С самого начала нашей поездки на Дикий Запад Морри Эббот стал ментором для меня и Питера. Морри был из тех людей, которые знают все ходы и выходы. Это он заказывал нам канзасские шницеля, денверское пиво, шампанское «Таттингер» и форель из Скалистых гор. Он знал, где купить индейские одеяла и ожерелья, как торговаться с индейцами и сколько надо давать на чай официантам и носильщикам. И он изучил все вариации покера, прочел все новые книги и видел все последние пьесы и фильмы — и обо всем имел четкое собственное мнение. Что же до танцовщиц и хористок, то, если верить ему, на Бродвее и в Голливуде мало осталось таких, кого бы он не трахнул. По ночам, после покера, его главным развлечением стало рассказывать мне и бедняге Питеру о своих амурных победах над танцовщицами и хористками.

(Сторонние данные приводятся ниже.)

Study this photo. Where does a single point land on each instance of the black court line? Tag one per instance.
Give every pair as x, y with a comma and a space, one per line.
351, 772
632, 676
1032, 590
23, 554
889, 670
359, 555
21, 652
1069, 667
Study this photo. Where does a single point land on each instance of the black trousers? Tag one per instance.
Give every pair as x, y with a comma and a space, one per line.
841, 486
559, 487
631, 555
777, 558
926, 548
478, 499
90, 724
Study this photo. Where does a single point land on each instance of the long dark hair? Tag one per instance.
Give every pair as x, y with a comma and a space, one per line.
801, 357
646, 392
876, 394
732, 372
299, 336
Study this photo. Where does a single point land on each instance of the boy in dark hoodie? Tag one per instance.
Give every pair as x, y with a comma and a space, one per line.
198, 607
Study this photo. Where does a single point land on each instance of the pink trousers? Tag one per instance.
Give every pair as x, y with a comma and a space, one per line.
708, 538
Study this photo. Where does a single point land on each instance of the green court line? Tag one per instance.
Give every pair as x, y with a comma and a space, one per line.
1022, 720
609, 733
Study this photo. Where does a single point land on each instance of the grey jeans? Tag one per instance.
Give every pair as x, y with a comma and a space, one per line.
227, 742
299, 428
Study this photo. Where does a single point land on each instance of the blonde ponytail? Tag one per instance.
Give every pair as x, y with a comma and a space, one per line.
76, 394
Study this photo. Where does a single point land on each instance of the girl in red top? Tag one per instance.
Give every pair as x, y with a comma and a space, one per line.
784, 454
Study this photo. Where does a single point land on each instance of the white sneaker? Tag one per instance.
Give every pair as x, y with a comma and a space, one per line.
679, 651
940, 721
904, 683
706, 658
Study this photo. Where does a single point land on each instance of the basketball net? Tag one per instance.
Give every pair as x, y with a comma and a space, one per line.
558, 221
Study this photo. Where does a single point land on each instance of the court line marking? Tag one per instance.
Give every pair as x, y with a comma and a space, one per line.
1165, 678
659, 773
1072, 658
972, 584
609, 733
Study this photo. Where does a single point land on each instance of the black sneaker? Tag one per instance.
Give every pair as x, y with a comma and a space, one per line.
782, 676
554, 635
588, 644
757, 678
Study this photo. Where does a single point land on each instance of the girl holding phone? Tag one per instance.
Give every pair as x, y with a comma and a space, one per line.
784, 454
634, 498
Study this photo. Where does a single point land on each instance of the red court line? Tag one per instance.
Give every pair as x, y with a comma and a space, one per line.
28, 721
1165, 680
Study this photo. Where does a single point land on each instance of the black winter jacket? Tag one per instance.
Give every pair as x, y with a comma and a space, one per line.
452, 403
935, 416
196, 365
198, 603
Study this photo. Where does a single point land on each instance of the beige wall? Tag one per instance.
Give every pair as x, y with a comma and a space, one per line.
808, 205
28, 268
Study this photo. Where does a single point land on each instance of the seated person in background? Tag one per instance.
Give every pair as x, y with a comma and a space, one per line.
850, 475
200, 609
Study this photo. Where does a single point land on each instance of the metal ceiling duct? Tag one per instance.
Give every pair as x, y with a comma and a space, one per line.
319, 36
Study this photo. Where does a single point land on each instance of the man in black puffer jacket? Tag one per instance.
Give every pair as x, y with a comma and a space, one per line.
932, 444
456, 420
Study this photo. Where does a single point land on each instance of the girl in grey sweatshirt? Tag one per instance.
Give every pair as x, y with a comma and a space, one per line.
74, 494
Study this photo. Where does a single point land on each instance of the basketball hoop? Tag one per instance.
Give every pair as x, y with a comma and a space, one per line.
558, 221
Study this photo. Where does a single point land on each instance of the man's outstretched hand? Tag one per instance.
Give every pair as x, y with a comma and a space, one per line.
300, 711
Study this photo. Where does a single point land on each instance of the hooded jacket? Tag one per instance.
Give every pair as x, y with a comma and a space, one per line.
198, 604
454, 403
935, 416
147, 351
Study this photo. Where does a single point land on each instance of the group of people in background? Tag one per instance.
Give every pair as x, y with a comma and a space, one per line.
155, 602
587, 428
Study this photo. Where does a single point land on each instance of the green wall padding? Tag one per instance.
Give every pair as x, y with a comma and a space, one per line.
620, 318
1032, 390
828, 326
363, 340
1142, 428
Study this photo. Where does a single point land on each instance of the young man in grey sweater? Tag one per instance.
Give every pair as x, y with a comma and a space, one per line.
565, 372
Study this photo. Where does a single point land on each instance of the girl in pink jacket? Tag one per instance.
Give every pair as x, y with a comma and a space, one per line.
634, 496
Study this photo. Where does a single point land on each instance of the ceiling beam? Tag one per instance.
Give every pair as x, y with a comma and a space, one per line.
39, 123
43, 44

В целом, я бы сказал, Морри Эббот был такое дерьмо, какого я больше не встречал ни до, ни после — ни в мире индустрии развлечений, ни в литературном мире, ни в мире юристов. Вот вам пример: когда мы трое побывали на предварительном просмотре фильма «Унесенные ветром», Морри безапелляционно изрек: «Его нужно было сделать черно-белым и не длиннее двух часов, а как он есть, он позорно провалится». Такой уж он был знаток. Но тогда мы с Питером, по молодости лет, смотрели на него снизу вверх.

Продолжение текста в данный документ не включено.